In diesen Clubs wird das gespielt: Wenn du deinen Fuß nicht gerade in eine fluoreszierende Goa-Hölle oder einen düsteren Fetischtempel setzt, wirst du wenigstens einen der beruhigend treibenden NYC-Housetracks hören, die von diesem altehrwürdigen Label veröffentlicht wurden.

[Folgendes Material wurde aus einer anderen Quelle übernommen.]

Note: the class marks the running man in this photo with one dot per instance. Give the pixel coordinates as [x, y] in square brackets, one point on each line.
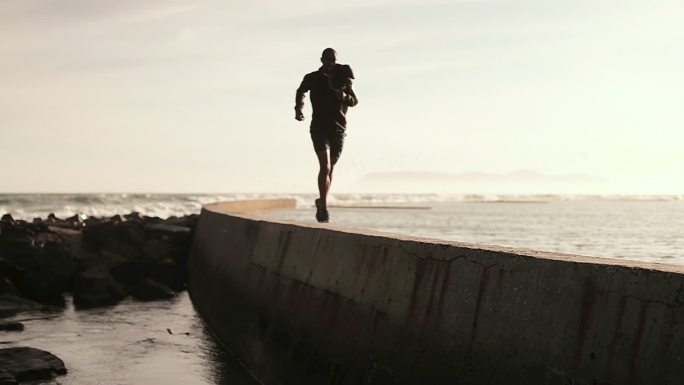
[331, 95]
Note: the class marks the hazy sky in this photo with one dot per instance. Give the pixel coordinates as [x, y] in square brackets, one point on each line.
[198, 96]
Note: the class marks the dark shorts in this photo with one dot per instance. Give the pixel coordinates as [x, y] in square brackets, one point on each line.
[329, 138]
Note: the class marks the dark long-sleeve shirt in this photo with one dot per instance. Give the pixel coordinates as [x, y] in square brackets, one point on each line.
[328, 111]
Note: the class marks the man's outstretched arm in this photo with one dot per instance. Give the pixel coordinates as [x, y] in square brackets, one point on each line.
[299, 99]
[351, 100]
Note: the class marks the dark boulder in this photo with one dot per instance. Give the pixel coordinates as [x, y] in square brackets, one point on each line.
[151, 290]
[158, 249]
[41, 271]
[164, 271]
[12, 304]
[29, 364]
[7, 218]
[94, 288]
[11, 326]
[7, 287]
[6, 378]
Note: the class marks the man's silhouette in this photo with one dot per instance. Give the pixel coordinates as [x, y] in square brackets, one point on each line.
[331, 95]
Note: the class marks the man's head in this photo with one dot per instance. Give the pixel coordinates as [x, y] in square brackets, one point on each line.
[328, 58]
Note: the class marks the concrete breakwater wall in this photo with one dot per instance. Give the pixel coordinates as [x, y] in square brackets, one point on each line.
[309, 304]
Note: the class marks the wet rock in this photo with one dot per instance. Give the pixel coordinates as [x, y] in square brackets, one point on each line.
[12, 304]
[163, 271]
[7, 218]
[11, 326]
[6, 378]
[95, 288]
[41, 271]
[184, 221]
[29, 364]
[158, 249]
[7, 287]
[151, 290]
[167, 231]
[134, 217]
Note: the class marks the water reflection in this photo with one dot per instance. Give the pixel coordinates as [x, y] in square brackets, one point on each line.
[222, 367]
[163, 342]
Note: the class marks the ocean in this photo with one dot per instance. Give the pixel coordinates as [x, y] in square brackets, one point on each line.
[130, 343]
[646, 228]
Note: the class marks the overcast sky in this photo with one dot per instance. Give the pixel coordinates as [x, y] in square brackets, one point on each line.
[198, 96]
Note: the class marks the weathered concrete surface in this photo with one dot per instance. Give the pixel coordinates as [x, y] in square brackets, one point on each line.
[315, 304]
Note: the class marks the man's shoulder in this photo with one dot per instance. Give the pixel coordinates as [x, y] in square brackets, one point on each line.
[313, 74]
[344, 70]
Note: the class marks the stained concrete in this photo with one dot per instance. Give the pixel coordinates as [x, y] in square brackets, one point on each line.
[310, 304]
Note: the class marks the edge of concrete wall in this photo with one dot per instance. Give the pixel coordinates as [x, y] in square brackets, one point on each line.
[318, 304]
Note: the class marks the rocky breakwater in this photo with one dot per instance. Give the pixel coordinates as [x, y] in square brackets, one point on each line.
[100, 261]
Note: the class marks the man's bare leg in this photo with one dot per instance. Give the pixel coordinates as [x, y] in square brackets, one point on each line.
[324, 176]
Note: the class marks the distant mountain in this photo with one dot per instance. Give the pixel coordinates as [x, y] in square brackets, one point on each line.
[515, 181]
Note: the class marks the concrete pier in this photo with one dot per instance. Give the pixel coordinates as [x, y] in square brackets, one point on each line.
[310, 304]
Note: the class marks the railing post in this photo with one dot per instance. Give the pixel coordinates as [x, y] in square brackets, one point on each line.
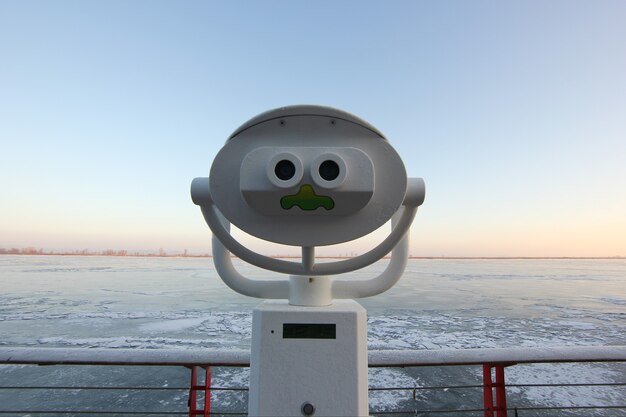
[500, 392]
[207, 392]
[487, 390]
[192, 393]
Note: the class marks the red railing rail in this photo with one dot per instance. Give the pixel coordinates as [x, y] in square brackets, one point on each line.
[493, 362]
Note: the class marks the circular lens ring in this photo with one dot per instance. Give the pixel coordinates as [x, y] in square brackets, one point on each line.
[285, 170]
[329, 170]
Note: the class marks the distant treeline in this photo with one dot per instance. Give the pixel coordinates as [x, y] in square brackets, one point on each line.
[30, 250]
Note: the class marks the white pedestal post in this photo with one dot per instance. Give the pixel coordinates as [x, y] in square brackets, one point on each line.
[309, 361]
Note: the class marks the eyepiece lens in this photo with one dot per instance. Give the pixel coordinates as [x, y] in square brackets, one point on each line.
[329, 170]
[285, 170]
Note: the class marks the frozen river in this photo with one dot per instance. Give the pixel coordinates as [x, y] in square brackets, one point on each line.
[152, 303]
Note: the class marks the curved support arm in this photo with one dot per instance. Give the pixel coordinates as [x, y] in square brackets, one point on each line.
[223, 243]
[383, 282]
[212, 214]
[239, 283]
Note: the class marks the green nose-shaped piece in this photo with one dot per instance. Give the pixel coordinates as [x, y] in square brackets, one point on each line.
[306, 199]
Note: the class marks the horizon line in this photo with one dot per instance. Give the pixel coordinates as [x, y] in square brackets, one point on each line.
[31, 251]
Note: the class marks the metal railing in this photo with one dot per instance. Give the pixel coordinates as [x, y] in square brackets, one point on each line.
[483, 402]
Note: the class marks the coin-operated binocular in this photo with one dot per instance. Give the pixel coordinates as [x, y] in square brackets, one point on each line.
[308, 176]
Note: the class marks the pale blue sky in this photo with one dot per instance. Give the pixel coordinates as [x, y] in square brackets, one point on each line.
[513, 112]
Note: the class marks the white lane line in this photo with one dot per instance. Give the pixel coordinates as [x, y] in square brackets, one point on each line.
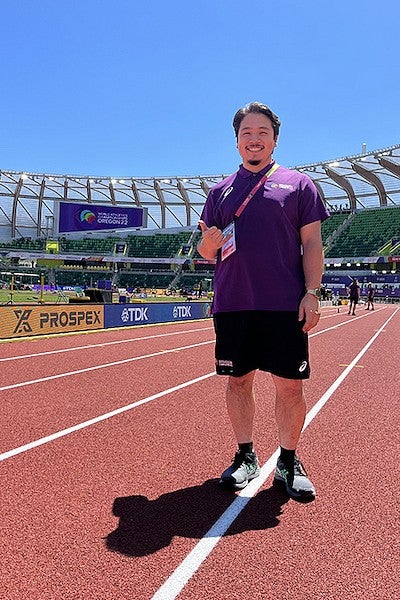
[172, 587]
[103, 344]
[103, 366]
[113, 413]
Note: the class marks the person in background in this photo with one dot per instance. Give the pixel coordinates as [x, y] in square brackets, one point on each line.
[370, 297]
[263, 225]
[354, 296]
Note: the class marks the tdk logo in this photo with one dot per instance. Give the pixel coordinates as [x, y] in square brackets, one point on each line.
[134, 314]
[181, 312]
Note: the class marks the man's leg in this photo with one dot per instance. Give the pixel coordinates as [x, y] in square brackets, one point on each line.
[241, 406]
[290, 411]
[241, 409]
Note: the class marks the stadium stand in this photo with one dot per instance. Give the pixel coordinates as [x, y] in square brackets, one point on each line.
[362, 192]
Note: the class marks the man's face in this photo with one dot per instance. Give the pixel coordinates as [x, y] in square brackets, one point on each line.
[256, 141]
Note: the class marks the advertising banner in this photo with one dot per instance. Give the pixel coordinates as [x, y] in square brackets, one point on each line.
[21, 321]
[74, 217]
[125, 315]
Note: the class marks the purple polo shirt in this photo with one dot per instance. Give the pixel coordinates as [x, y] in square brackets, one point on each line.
[265, 272]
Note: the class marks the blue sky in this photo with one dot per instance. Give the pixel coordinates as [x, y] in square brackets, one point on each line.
[130, 88]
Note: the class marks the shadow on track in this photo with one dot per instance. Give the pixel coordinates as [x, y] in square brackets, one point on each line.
[145, 526]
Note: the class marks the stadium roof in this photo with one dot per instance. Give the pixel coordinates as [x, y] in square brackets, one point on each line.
[27, 200]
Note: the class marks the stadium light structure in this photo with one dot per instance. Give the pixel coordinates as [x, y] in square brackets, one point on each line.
[28, 200]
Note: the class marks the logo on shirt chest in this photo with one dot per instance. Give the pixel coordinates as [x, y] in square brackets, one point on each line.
[282, 186]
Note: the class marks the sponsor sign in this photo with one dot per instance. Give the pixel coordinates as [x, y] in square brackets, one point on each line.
[126, 315]
[21, 321]
[74, 217]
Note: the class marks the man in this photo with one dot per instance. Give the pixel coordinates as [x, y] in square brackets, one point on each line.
[263, 225]
[370, 296]
[354, 296]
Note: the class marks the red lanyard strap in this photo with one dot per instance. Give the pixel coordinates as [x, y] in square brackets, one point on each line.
[255, 189]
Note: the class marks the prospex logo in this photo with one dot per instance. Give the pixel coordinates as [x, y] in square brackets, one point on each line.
[23, 321]
[134, 314]
[67, 319]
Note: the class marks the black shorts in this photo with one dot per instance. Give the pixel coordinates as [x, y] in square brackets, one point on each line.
[270, 341]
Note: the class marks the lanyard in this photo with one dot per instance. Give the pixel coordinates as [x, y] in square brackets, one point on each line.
[255, 189]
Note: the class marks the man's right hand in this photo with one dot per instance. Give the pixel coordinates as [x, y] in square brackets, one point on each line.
[211, 240]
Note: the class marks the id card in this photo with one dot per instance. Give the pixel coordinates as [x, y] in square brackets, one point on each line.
[229, 246]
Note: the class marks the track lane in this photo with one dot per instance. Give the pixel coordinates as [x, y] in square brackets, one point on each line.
[74, 500]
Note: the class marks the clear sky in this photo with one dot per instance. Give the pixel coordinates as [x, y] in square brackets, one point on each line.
[133, 88]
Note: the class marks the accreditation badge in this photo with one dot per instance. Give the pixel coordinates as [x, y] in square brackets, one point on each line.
[229, 246]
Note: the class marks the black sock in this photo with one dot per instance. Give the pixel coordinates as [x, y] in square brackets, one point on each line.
[246, 447]
[287, 456]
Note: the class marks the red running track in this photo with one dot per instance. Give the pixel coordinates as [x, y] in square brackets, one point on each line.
[112, 444]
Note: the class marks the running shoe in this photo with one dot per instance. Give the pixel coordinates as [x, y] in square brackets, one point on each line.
[243, 469]
[297, 483]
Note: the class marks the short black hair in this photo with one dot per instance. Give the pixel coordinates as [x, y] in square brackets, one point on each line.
[256, 107]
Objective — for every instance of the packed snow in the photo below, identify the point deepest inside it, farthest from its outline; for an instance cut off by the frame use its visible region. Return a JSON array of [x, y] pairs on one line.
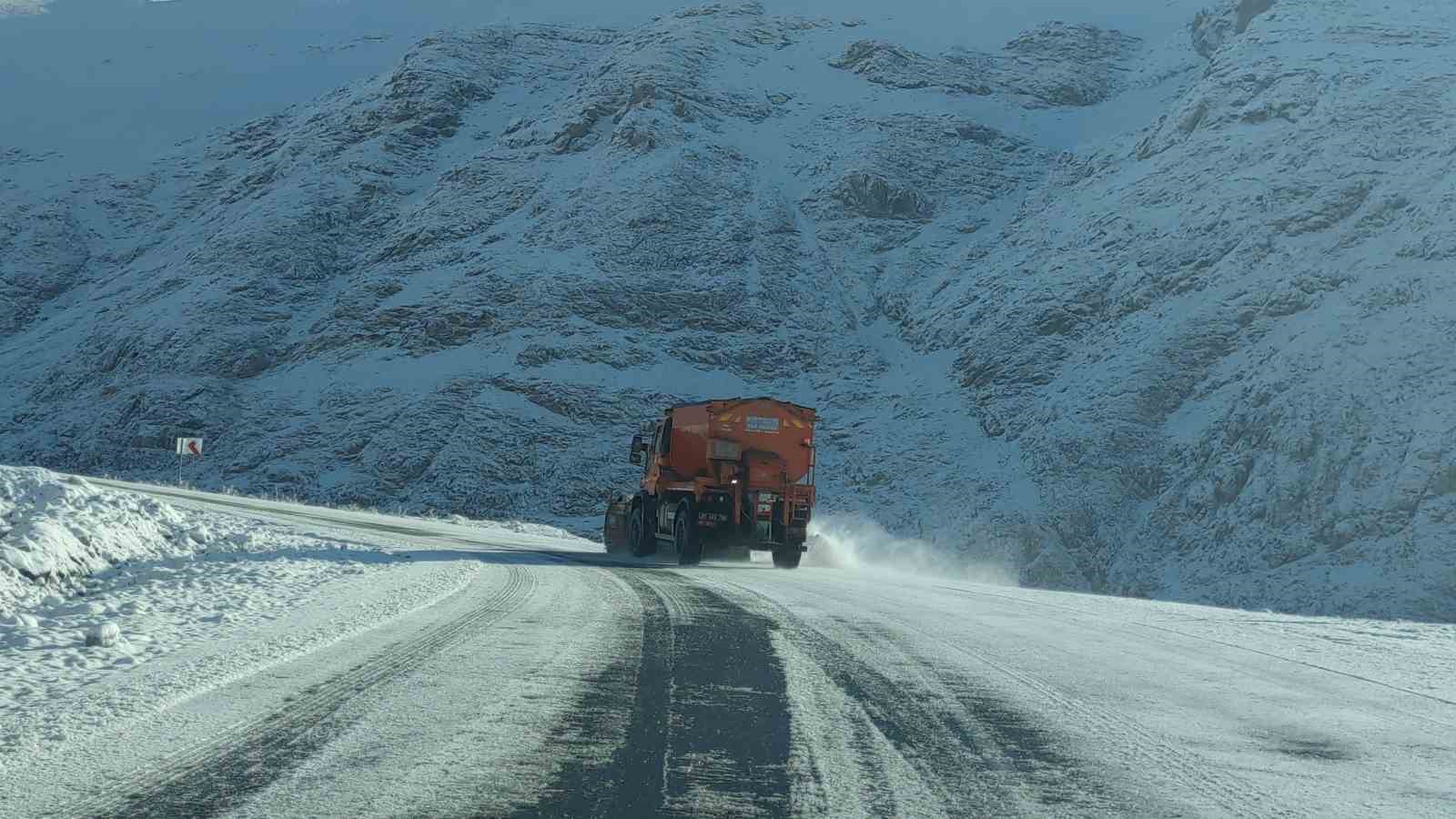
[[433, 640]]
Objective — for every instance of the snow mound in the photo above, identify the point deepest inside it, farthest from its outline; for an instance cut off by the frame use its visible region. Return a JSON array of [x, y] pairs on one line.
[[104, 634], [56, 531], [56, 528]]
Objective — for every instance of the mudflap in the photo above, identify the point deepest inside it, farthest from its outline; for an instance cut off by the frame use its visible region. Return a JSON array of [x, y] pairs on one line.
[[615, 526]]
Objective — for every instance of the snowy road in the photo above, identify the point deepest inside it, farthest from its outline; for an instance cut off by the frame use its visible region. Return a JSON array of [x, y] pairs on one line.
[[553, 681]]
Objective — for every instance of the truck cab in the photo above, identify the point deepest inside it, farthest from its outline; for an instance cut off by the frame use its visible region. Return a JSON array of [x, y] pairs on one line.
[[730, 475]]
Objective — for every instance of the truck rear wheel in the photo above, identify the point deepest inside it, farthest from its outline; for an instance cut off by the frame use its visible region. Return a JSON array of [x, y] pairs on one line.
[[640, 533], [786, 559], [684, 535]]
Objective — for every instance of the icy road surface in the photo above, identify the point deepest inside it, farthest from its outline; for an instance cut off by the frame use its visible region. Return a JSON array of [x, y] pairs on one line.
[[552, 681]]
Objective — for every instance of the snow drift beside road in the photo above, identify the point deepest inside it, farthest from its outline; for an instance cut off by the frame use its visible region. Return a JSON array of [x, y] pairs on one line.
[[58, 530]]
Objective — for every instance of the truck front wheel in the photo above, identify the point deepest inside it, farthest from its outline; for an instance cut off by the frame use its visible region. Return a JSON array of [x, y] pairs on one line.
[[788, 557], [640, 531], [684, 535]]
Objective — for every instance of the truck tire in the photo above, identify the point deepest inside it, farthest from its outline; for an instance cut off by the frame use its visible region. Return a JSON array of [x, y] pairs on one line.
[[684, 535], [615, 545], [786, 559], [640, 531]]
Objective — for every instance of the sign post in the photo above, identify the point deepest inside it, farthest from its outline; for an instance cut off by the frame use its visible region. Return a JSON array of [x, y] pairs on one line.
[[187, 448]]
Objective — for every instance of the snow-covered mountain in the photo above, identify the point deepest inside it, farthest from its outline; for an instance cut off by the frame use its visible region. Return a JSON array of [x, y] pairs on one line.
[[1143, 317]]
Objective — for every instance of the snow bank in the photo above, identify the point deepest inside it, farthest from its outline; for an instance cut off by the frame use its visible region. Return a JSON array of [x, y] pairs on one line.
[[58, 530]]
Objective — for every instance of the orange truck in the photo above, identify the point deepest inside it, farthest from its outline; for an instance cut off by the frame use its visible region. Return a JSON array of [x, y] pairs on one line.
[[728, 477]]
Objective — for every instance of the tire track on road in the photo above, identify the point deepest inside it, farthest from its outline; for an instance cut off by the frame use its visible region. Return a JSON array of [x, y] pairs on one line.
[[1143, 748], [211, 778], [705, 712], [976, 753]]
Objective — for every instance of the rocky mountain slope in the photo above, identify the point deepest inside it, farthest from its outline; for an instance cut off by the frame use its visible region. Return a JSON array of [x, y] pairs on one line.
[[1157, 318]]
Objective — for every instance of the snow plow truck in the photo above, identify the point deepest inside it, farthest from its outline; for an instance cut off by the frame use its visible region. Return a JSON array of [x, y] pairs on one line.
[[727, 477]]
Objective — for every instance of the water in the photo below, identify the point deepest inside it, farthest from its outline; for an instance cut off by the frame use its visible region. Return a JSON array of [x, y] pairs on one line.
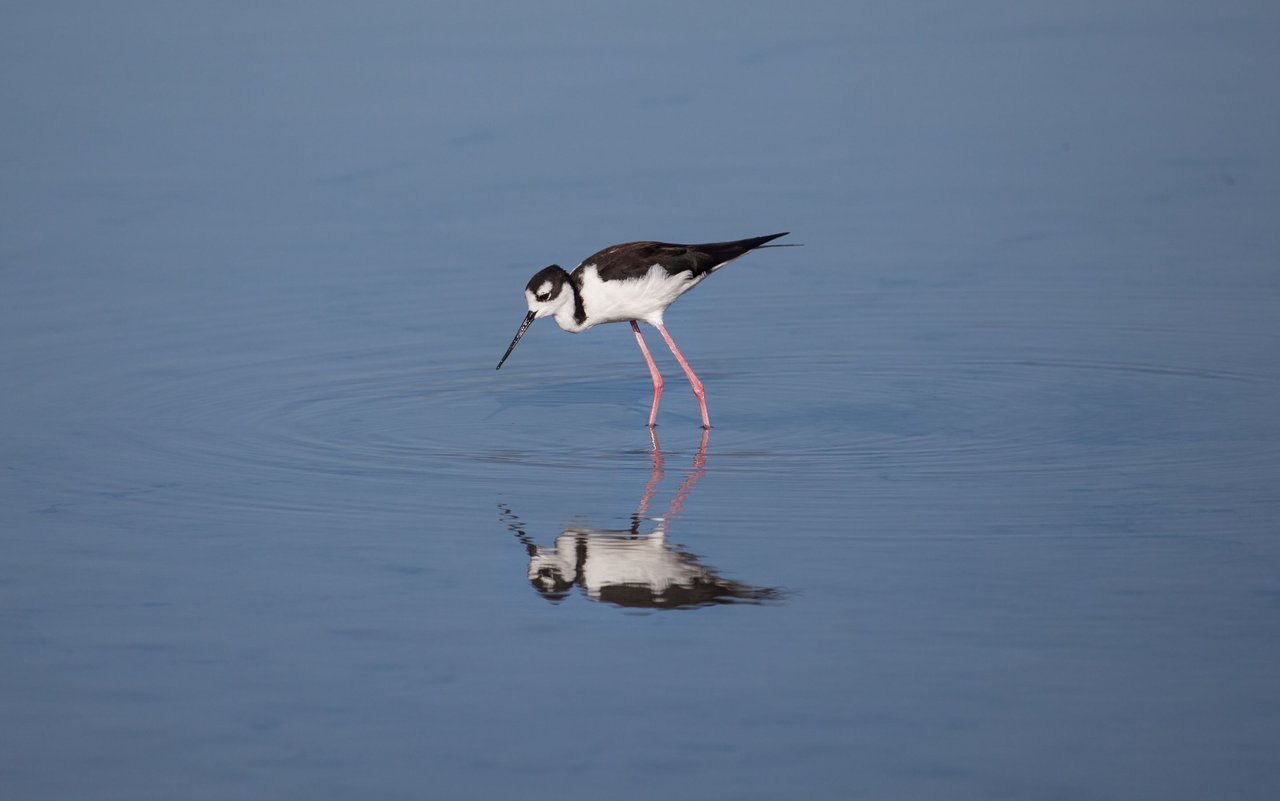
[[988, 509]]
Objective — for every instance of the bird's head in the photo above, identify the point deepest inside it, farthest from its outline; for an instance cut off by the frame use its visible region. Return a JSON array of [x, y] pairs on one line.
[[547, 292]]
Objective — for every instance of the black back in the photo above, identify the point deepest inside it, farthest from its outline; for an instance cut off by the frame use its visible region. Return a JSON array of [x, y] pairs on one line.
[[635, 259]]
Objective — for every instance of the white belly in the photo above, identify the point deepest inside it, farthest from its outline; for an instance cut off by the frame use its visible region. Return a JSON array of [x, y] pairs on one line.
[[640, 298]]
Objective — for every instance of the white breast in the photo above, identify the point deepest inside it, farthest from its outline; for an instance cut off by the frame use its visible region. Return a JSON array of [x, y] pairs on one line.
[[640, 298]]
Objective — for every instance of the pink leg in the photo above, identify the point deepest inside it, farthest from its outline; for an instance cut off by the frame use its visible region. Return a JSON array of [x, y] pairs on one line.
[[653, 374], [689, 371]]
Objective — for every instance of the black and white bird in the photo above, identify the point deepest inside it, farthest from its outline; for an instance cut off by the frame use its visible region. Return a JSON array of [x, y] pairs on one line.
[[629, 283]]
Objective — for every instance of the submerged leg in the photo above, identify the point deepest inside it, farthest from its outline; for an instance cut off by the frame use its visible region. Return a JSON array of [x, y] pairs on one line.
[[653, 374], [689, 371]]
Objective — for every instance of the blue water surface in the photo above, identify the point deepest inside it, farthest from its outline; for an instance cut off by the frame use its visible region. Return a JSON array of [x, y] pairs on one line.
[[988, 509]]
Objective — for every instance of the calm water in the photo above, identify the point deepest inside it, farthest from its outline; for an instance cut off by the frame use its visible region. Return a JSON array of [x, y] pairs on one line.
[[990, 506]]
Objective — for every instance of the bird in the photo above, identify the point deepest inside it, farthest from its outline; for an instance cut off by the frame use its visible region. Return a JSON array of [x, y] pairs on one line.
[[634, 282]]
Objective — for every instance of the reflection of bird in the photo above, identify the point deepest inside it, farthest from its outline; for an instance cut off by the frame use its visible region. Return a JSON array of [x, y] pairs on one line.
[[636, 280], [632, 567]]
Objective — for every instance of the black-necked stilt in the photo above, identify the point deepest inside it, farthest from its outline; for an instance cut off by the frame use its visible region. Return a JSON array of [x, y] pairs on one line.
[[636, 280]]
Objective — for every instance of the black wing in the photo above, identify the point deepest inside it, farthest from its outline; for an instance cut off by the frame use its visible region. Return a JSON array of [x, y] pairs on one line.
[[635, 259]]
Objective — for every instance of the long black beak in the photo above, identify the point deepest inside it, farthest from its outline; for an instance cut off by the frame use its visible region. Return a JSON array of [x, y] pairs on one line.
[[524, 326]]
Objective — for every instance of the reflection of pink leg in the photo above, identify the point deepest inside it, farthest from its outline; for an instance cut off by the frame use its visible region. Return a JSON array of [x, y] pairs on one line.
[[688, 486], [689, 371], [653, 372], [654, 479]]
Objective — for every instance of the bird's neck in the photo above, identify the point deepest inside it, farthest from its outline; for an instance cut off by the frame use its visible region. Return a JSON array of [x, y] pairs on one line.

Diese drei Platten sollte ich auf dem Schirm haben: Photon Inc. – „Generate Power“ (Wild Pitch Remix), South Street Player – „(Who?) Keeps Changing Your Mind (The Night Mix)“, Hardrive – „Deep Inside“

L.I.E.S.

In drei Worten: Acid für Autisten

Das sagt es über mich: Scheiß auf diesen sauberen, kommerziell klingenden Deep-House Mist. Scheiß auf diesen polierten, kristallklaren Kompakt-Techno-Nonsens. Du willst Tanzmusik, zu der man nicht tanzen kann. Du willst, dass deine Platten klingen, als ob man sie mit Schmirgelpapier bearbeitet hätte. Du schaust dir regelmäßig Slasher-Filme auf VHS an und hast dir schon mal zu einem Snuff-Streifen einen runtergeholt.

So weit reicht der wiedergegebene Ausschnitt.